The Canadian festivities were more muted affairs compared with the boisterous, four-day party that took place in London in honour of the occasion.
But Canadian fans still found ways to mark the historic milestone — a first for a British ruler — in their own ways.
Alula Hilawe, a tour guide for the Town of Sackville, N.B., said he helped set up the town's Jubilee celebration tea service at the Marshlands Inn, the very place where the queen stayed when she visited in 1984.
Plenty of attendees were old enough to recall that royal visit and shared their experience meeting the queen, Hilawe said.
Saskatoon resident Tracy Pytlowany said the jubilee lunches people held across the U.K. inspired her to host a lunch of her own.
The Saturday — afternoon affair included sandwiches, British-inspired gin-based cocktails and British beers that Pytlowany said she managed to find from scouring the liquor stores.
Though she had made a very light request for the party's dress code, Pytlowany said her friends decided to take their attire much further and were “super participatory.”
A friend's husband, who is Scottish, came in a full kilt, while other men showed up sporting bow ties, Pytlowany said.
“Everybody was wearing a hat of some kind, whether it was something they got at Value Village — like mine was, and I decorated it — or it was some fascinator that they had from a wedding they were in.”
Peter Maharaj, president of the Canadian Indo Caribbean Organization of Ottawa, said the group held a local celebration in honour of the queen over the weekend and described her as the “heart of the Commonwealth.”
About 300 people attended, enjoying a buffet of tandoori and butter chicken and watching performances that included The Sons of Scotland Pipe Band, Bollywood dancers and a singer who delivered a rendition of God Save The Queen.
“The place was rocking, believe me.
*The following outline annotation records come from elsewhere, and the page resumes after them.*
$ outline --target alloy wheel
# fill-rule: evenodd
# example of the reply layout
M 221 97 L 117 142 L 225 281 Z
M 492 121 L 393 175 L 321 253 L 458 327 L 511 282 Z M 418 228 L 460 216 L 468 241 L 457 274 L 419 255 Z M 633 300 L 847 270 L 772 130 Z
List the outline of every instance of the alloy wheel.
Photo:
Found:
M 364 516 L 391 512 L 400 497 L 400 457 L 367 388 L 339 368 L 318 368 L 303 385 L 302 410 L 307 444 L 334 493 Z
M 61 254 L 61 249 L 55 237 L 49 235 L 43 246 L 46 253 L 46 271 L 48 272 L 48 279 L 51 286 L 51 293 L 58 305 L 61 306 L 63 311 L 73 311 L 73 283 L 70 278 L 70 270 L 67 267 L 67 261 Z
Everybody was dancing to all the different types of music,” he said.
The event was a hybrid celebration for the queen as well as a recognition of Indian Arrival Day, a public holiday in Trinidad and Tobago which commemorates the arrival of Indians to the Caribbean to work as indentured servants, said Maharaj.
“It gave us a good reason to add it, since we are a large part of the British Commonwealth and British heritage,” he said.
A spokesperson for Rideau Hall issued a statement on Sunday saying the Governor General's official residence had been the backdrop for several Jubilee festivities, including The Canadian Heraldic Authority creating Canada's own unique emblem for the milestone.
The City of Toronto said it planted 70 large trees, one for each year of the queen's reign, throughout Rowntree Mills Park, attended by Mayor John Tory and Ontario Lieut. Gov. Elizabeth Dowdeswell.